For further reading on the concepts of MetricFlow please see documentation on:

  • All details regarding configuration files for data sources and metrics can be found in the section Reference
  • Priming: A guide to how MetricFlow takes a SQL Query data source and builds a candidate data source similar to a SQL Table data source.
  • Query Construction: A guide to how MetricFlow takes various candidate Data Sources and resolves an API request into a SQL Query.
  • Caching: A guide into the various caching mechanisms that allow MetricFlow to resolve queries more efficiently.

FAQ

  • Do my data sets need to be normalized?
    • Not at all! While a cleaned and well-modeled data set can be extraordinarily powerful and is the ideal input, you can use any dataset from raw to fully denormalized datasets.

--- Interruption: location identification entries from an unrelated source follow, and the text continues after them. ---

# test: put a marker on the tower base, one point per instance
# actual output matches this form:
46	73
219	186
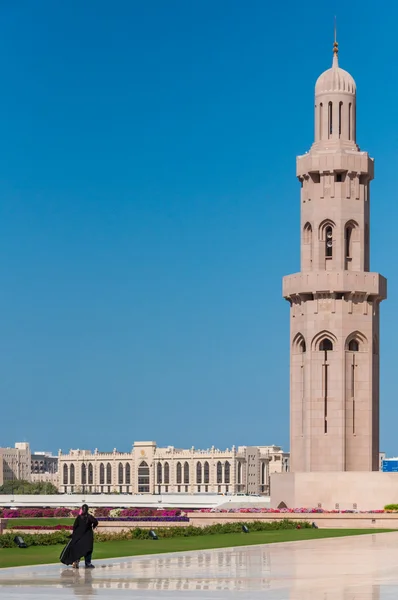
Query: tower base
356	490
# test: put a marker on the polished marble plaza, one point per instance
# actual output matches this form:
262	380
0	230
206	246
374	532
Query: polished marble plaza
351	568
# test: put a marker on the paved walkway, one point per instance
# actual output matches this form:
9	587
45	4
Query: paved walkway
351	568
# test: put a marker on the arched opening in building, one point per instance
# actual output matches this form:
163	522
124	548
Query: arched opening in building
219	472
72	474
90	474
186	473
128	474
159	478
206	471
199	473
340	117
326	345
179	473
120	474
330	119
329	242
227	473
166	473
353	346
109	474
65	474
84	474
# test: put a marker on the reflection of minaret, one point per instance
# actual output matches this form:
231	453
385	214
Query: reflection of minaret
334	300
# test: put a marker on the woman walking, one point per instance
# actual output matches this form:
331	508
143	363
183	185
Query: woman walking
82	540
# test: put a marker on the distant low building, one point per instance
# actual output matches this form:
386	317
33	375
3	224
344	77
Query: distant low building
44	462
15	463
44	468
148	469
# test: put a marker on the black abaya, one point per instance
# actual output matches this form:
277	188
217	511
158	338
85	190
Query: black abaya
82	540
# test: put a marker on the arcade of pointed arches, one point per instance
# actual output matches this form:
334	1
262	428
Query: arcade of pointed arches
201	477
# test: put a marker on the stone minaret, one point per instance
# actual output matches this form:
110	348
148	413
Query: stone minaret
334	300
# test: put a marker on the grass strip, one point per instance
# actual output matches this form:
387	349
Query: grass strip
36	555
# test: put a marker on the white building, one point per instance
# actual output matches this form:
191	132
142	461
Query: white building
148	469
15	463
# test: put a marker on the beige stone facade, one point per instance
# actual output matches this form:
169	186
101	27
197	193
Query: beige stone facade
148	469
15	463
335	299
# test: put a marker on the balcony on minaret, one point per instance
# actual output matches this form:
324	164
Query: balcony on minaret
344	282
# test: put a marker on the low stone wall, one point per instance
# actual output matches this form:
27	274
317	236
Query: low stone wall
103	526
323	520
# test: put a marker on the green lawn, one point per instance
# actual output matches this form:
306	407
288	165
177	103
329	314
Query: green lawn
39	521
12	557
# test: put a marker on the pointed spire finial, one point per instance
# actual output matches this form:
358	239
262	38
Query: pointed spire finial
335	46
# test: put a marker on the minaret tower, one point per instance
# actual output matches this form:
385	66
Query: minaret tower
334	300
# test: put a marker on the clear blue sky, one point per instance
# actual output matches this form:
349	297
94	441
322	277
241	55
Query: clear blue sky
149	209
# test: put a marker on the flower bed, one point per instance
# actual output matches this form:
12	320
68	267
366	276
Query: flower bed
153	519
287	511
101	512
44	527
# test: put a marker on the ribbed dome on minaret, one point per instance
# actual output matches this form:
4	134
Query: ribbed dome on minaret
335	80
335	108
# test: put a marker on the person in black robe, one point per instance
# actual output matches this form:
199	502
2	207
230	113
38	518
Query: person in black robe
82	541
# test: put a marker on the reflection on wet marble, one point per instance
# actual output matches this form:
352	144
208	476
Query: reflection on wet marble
350	568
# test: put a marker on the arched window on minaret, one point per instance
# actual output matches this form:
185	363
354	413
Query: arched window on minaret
326	230
350	121
307	247
340	117
351	248
329	242
330	119
355	342
320	120
325	346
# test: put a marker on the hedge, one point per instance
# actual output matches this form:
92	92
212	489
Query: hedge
62	537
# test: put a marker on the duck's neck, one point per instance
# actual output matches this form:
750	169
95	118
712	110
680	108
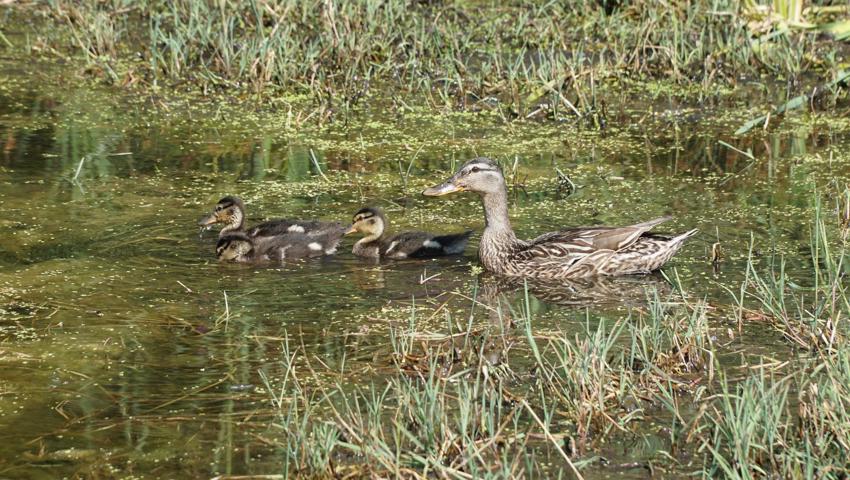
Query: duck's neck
498	223
237	221
498	242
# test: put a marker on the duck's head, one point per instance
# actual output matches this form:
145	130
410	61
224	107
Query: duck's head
481	175
229	211
369	221
233	246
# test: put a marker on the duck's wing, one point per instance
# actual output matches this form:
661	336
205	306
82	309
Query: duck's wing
587	245
589	239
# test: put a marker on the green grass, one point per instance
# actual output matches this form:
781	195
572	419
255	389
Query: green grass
522	59
449	407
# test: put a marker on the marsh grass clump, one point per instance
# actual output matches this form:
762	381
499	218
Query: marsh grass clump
521	59
789	426
812	312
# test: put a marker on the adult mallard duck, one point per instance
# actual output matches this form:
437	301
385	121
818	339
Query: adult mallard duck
571	253
239	247
231	212
372	222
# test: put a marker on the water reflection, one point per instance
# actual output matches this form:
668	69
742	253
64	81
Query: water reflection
124	337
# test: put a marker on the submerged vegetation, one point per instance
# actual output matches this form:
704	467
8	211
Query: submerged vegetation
735	364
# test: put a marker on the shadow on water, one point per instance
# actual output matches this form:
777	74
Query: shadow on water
126	343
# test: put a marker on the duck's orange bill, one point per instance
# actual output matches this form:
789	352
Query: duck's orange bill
443	189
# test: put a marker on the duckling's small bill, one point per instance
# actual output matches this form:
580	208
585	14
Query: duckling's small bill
208	220
440	190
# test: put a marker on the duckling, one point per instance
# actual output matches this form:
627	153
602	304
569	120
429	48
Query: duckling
231	212
371	221
241	248
570	253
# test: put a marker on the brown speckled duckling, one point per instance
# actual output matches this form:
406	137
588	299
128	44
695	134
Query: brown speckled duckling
372	222
231	212
239	247
570	253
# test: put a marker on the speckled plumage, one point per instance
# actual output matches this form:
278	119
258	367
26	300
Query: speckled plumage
372	222
571	253
241	248
231	212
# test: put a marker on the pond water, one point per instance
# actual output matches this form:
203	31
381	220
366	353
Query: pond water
127	350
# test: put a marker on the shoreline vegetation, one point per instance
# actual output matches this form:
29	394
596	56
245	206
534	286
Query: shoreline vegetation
489	395
522	59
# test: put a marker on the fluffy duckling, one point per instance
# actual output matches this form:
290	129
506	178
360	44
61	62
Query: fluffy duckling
372	222
231	212
569	253
241	248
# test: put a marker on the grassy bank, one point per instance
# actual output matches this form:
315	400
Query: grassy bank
511	401
523	59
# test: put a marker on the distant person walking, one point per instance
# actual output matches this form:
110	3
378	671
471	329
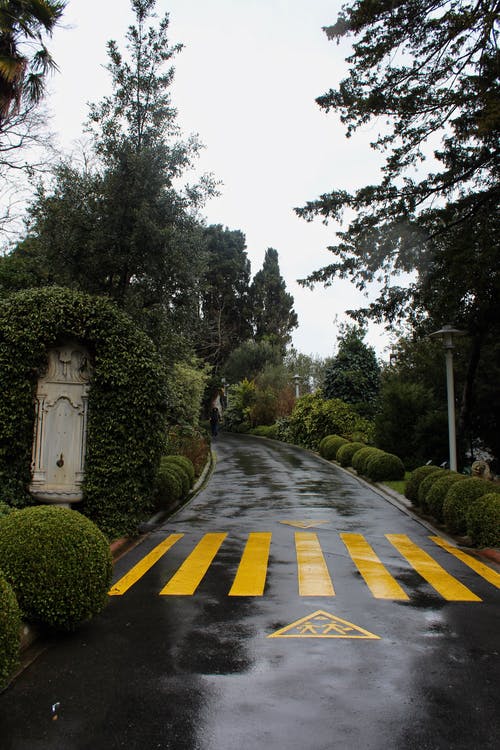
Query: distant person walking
214	421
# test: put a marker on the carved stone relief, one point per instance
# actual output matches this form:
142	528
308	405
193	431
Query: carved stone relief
60	433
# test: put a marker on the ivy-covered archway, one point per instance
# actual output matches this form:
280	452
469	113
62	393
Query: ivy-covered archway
127	401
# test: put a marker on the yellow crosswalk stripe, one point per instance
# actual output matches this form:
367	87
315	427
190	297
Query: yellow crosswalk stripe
252	571
376	576
191	573
313	575
483	570
444	583
147	562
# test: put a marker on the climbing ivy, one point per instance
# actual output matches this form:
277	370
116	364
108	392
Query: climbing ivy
127	401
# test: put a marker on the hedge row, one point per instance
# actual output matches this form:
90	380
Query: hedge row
174	480
467	505
374	463
56	572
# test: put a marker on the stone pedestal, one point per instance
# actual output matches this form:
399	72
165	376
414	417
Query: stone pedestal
60	434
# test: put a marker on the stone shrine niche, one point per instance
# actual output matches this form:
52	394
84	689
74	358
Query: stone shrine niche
60	433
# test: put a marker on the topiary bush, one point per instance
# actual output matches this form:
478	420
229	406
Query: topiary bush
360	458
127	401
384	466
193	443
329	446
10	631
266	430
427	483
483	521
347	451
460	497
58	563
414	481
313	417
435	497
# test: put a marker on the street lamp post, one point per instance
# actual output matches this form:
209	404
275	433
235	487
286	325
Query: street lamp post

    • It's recommended that you apply data consistency and quality transformations such as filtering bad data, normalizing common objects, and data modeling of keys and tables in upstream applications. Transform is most efficient at doing data denormalization, rather than normalization
    • If you have not invested in data consistency, that is okay. MetricFlow can take SQL queries or expressions to define consistent datasets.

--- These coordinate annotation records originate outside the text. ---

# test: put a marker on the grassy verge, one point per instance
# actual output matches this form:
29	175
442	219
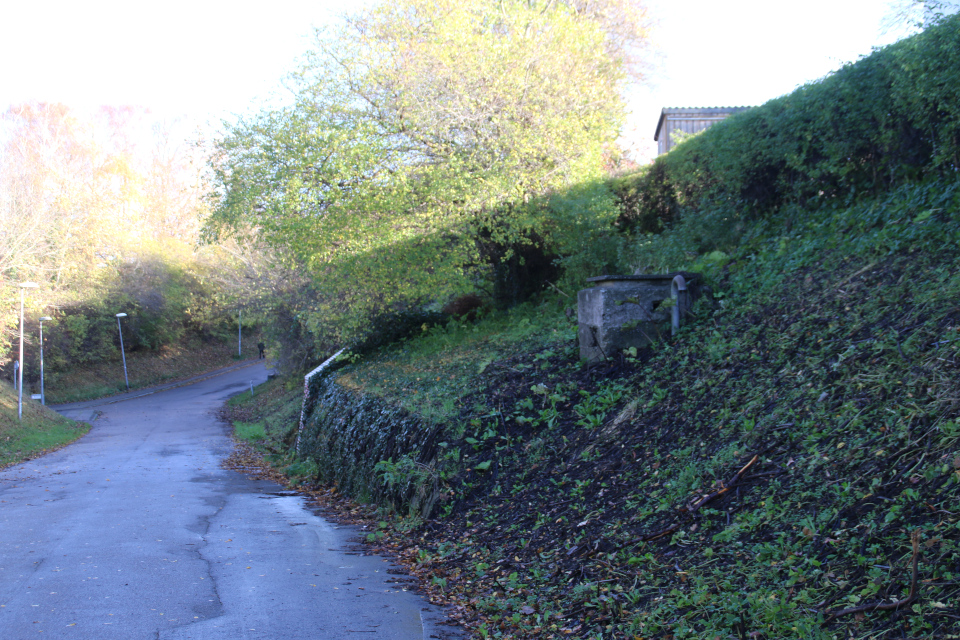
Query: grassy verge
777	471
40	431
144	368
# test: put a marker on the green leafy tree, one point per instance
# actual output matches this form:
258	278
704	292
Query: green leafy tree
420	127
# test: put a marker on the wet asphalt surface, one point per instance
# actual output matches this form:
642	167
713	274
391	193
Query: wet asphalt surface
135	531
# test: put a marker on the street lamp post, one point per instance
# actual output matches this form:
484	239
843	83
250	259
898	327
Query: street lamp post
23	285
122	353
43	395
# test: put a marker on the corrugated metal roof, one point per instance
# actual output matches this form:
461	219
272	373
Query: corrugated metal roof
700	111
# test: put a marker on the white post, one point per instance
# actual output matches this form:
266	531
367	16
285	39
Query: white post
122	352
23	285
43	394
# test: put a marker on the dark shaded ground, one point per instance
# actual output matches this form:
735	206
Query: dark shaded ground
763	476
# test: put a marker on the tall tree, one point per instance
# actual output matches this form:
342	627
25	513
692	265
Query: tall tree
420	126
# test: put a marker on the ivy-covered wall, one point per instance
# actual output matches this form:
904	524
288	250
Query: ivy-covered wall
347	434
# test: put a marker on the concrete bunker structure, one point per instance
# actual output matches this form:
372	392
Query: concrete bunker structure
619	312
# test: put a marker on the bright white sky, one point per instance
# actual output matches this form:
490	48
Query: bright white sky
208	59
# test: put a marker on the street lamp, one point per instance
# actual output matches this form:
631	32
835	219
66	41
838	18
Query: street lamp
43	395
122	354
23	285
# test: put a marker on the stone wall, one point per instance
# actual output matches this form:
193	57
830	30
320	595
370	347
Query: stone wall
347	433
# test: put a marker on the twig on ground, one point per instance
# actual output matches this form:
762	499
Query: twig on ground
888	606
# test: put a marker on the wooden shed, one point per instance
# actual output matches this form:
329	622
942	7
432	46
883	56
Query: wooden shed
687	120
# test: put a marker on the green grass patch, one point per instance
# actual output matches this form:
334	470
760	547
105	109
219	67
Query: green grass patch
144	368
41	429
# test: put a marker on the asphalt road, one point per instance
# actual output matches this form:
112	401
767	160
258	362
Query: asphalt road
136	532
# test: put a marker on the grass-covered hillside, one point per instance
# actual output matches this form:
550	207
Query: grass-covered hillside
787	467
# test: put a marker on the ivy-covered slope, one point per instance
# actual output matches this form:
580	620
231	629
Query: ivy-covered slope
764	475
788	466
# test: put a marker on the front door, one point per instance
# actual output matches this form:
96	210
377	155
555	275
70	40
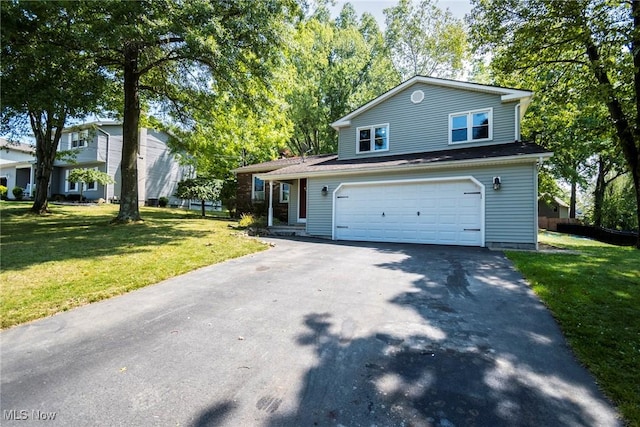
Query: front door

  • Why is normalized data the ideal input?
    • MetricFlow is built to do denormalization efficiently. There are better tools to take raw datasets and accomplish the various tasks required to build data consistency and organized data models. On the other end, by putting in denormalized data you are potentially creating redundancy which is technically challenging to manage and you are reducing the potential granularity that Transform can use to aggregate metrics.
  • Why not just make metrics the same as measures?
    • One principle of our MetricFlow is to reduce the duplication of logic sometimes referred to as Don't Repeat Yourself(DRY).
    • Many metrics are constructed from reused measures and in some cases constructed from measures from different data sources. This allows for metrics to be built breadth-first (metrics that can stand alone) instead of depth-first (where you have multiple metrics acting as functions of each other).
    • Additionally, not all metrics are constructed off of measures. As an example, a conversion metric is likely defined as the presence or absence of an event record after some other event record.
  • How does MetricFlow handle joins?
    • MetricFlow builds joins based on the types of keys and parameters that are passed to identifiers. To better understand how joins are constructed see our documentations on join types.
    • Rather than capturing arbitrary join logic, Transform captures the types of each identifier and then helps the user to navigate to appropriate joins. This allows us to avoid the construction of fan out and chasm joins as well as generate legible SQL.
  • Are identifiers and join keys the same thing?
    • If it helps you to think of identifiers as join keys, that is very reasonable. Identifiers in MetricFlow have applications beyond joining two tables, such as acting as a dimension.
  • Can a table without a primary or unique identifier have dimensions?
    • Yes, but because a dimension is considered an attribute of the primary or unique identifier of the table, they are only useable by the metrics that are defined in that table. They cannot be joined to metrics from other tables. This is common in event logs.